Water touches virtually every aspect of human society, and all life on earth requires it. Yet, fresh, clean water is becoming increasingly scarce—one in eight people on the planet lack access to clean water. Drivers of freshwater salt pollution such as de-icers on roads and parking lots, water softeners, and wastewater and industrial discharges further threaten freshwater ecosystem health and human water security, according to a new study.

“Inland freshwater salt pollution is rising nationwide and worldwide,” said Stanley Grant, professor of civil and environmental engineering in the Virginia Tech College of Engineering. “We investigated the potential conflict between managing freshwater salt pollution and the sustainable practice of increasing water supply through the addition of highly treated wastewater to surface waters and groundwaters. If we don’t figure out how to reverse this trend of salt pollution soon, it may become one of our nation’s top environmental challenges.”

Grant and his collaborators recently published their findings in the journal Nature Sustainability.
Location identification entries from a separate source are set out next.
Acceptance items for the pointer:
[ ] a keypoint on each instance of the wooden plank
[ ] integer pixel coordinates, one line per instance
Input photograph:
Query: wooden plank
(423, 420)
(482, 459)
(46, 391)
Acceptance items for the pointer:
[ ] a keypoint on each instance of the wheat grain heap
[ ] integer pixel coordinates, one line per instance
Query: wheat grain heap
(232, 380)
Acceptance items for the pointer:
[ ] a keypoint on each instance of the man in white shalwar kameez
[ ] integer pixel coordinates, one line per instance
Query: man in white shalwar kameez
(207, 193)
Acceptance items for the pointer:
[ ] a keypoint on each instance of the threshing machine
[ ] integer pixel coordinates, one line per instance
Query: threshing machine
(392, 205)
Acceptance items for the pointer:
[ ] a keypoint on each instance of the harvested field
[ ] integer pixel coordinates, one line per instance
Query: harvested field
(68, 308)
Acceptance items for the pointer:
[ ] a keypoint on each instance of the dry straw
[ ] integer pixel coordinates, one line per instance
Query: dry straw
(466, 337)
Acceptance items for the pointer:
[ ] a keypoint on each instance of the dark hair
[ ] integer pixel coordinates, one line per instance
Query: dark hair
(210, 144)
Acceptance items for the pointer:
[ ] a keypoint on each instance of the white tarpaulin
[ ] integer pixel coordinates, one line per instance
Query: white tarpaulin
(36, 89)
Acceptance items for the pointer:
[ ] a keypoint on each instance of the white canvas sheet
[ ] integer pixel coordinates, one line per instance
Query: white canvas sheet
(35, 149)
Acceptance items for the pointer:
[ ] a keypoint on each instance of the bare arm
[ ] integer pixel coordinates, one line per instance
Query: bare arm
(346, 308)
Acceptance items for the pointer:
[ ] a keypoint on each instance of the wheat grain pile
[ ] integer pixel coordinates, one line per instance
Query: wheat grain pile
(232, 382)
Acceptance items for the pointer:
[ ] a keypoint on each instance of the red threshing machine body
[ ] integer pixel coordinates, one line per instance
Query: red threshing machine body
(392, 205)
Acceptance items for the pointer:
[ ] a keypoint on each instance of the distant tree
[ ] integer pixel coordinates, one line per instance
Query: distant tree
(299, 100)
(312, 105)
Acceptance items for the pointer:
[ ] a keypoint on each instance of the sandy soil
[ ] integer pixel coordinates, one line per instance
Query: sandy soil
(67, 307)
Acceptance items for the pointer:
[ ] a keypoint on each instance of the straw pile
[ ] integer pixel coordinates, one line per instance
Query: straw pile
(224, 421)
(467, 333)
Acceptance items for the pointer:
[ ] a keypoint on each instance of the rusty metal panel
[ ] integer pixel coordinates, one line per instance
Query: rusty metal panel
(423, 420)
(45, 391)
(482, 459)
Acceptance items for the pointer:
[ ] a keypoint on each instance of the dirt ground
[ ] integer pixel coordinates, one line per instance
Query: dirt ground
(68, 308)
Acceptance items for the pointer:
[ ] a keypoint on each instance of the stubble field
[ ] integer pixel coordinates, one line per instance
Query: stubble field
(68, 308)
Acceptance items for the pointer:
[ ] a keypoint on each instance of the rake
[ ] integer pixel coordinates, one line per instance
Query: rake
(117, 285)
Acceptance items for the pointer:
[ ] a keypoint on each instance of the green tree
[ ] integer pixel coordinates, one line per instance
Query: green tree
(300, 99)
A recent modeling study predicted that salt pollution will increase over 50 per cent in more than half of U.S. streams by 2100. Freshwater salt pollution is associated with the decline of biodiversity, critical freshwater habitat, and lack of safe drinking water.

“We found there are numerous opportunities that exist to reduce the contribution of salt pollution in the highly treated wastewater discharged to the Occoquan Reservoir and freshwater pollution more generally,” said Peter Vikesland, professor in the Department of Civil and Environmental Engineering. “These efforts will require deliberative engagement with a diverse community of watershed stakeholders and careful consideration of the local political, social, and environmental context.”

From time-series data collected over 25 years, the researchers quantified the contributions of three salinity sources—highly treated wastewater and outflows from two rapidly urbanizing watersheds in Northern Virginia—to the rising concentration of sodium, a major ion associated with freshwater pollution.

Image Credit: Peter Vikesland for Virginia Tech.

“This study exemplifies the power of combining historical data and new computational tools; it underscores the incredible value of long-term monitoring,” said Grant who is the co-director of the Occoquan Watershed Monitoring Lab and an affiliated faculty member in the Center for Coastal Studies at Virginia Tech. “It is a testimony to the vision of Virginia Tech and the Occoquan Watershed Monitoring Lab and their collaboration with stakeholders in the watershed, including Fairfax Water and the Upper Occoquan Service Authority, over the past two decades.”

The researchers found that rising salt pollution in the reservoir is primarily from watershed runoff during wet weather and highly treated wastewater during dry weather.

Across all timescales evaluated, sodium concentration in the treated wastewater is higher than in outflow from the two watersheds. Sodium in the treated wastewater originates from chemicals added during wastewater treatment, industrial and commercial discharges, human excretion, and down-drain disposal of drinking water and sodium-rich household products.

“Our study is unique because it brings together engineers, ecologists, hydrologists, and social scientists to investigate and tackle one of the greatest threats to the world’s water quality,” said Sujay Kaushal, a co-author on the paper and professor of geology at the University of Maryland.

The researchers envision at least four ways in which salt pollution can be reduced:

  1. Limit watershed sources of sodium that enter the water supply (such as from deicer use).
  2. Enforce more stringent pre-treatment requirements on industrial and commercial dischargers.
  3. Switch to low-sodium water and wastewater treatment methods.
  4. Encourage households to adopt low-sodium products.

“Citizens can start today or tomorrow by thinking more critically about what they put down the drain and how that harms the environment, and in turn, their own drinking water supply,” said Vikesland.

This research was part of a partnership between Virginia Tech, University of Maryland, Vanderbilt University, and North Carolina State University. It was funded by a recent multimillion dollar grant that Grant and his collaborators received from the National Science Foundation. Experience gained and lessons learned from this research will be upscaled nationally and globally in partnership with The Water Research Foundation.

“The collaborative effort by this highly interdisciplinary team exemplifies the type of paradigm shifting science that we seek to catalyze and promote,” said William Hopkins, professor in the College of Natural Resources and Environment, director of the Global Change Center, and associate executive director of the Fralin Life Sciences Institute.

“Freshwater salt pollution has become a major focus for diverse researchers at Virginia Tech because the problem is so widespread, getting worse, and affects both the environment and society,” added Hopkins. “Fortunately, the team’s research advances our understanding of important sources of salt pollution so that evidence-based interventions can be identified and implemented. The study has far reaching implications globally as we try to solve this complex environmental problem.”